Cartoonist accepts court bail offer
Artist initially refused to leave jail
A cartoonist jailed on Monday has decided to accept a bail offer from Maharashtra state’s top court after initially refusing to leave his prison until sedition charges against him were dropped. Aseem Trivedi left jail today with the charges still in place. He was arrested at the weekend for allegedly drawing seditious cartoons. In the cartoons he depicted the national parliament as a giant toilet and replaced India’s three lions emblem with three wolves dripping blood from their mouths with the words “long live corruption” written underneath.

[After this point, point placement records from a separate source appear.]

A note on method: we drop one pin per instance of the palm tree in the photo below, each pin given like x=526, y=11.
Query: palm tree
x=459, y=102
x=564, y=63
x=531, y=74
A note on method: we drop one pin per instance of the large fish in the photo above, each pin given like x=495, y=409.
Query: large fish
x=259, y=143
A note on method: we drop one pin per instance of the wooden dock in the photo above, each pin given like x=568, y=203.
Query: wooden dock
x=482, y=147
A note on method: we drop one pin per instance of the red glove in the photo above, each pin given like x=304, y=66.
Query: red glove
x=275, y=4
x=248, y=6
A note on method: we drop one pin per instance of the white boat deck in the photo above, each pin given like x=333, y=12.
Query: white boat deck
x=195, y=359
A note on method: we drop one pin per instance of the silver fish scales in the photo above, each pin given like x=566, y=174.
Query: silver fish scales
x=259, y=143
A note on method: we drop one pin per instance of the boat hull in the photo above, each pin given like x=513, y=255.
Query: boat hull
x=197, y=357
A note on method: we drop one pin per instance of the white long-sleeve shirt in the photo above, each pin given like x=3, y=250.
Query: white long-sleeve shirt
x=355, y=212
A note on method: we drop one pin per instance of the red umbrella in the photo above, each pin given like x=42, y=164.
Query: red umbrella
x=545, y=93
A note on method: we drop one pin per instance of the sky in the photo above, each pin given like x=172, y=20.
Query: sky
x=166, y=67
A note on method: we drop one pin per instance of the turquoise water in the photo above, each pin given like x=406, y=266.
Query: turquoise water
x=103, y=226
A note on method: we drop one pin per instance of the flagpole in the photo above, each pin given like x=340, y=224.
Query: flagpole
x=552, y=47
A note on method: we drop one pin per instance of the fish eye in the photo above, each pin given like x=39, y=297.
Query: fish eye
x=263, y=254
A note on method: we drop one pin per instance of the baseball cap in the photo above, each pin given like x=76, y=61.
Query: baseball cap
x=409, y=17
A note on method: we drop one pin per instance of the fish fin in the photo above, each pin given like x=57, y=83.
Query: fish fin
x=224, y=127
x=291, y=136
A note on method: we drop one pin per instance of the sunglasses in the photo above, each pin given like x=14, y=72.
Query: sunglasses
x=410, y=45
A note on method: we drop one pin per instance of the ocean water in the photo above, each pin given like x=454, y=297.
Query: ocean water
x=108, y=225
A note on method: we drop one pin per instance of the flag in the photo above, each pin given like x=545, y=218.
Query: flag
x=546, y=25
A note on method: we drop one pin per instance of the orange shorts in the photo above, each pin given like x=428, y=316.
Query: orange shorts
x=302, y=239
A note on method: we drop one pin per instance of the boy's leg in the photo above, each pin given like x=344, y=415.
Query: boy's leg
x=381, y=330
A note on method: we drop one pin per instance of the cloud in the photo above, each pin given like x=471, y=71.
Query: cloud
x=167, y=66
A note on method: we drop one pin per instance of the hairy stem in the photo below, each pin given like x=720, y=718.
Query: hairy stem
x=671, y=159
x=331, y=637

Yesterday, the Bombay High Court granted Trivedi bail of 5,000 rupees (US$90). However, he refused to leave the jail until the sedition charges against him were dropped. Earlier, he had refused the services of a lawyer. His arrest has caused an outcry among civil rights activists, artists and media groups in India and overseas. They are accusing the state government of clamping down on freedom of expression. The International Press Institute's Indian national committee called Trivedi’s arrest “outrageous.” Committee chairperson N. Ravi said the basic aim of the cartoons was to mock the "pretentions" of politicians and bureaucrats vis-à-vis the corruption menace. The New York-based Committee to Protect Journalists also slammed the cartoonist’s arrest. "Criminalizing Aseem Trivedi's efforts to highlight the serious problem of corruption is a perverse exercise of power and runs completely counter to India's democratic principles," said Bob Dietz, CPJ's Asia program coordinator. Malini Parthasarthy, former executive editor of The Hindu newspaper, warned that the arrest betrayed the rise of authoritarian tendencies in the ruling Congress Party. “[It’s] better the Congress leadership wakes up before it’s too late,” she said. Responding to the barrage of criticism, the Congress-led governments in both New Delhi and Maharashtra denied Trivedi’s arrest was politically motivated. Maharashtra Home Minister R.R. Patil told ucanews.com yesterday that the state police had nothing against Trivedi and that they acted according to provisions under the law. “The investigating agency and police have applied sedition charges. It has nothing to do with our government,” he said. Federal Law Minister Salman Khurshid also dismissed the criticism, saying that “the law will take its own course" and claimed that the government or those in power had no control over Indian court procedures.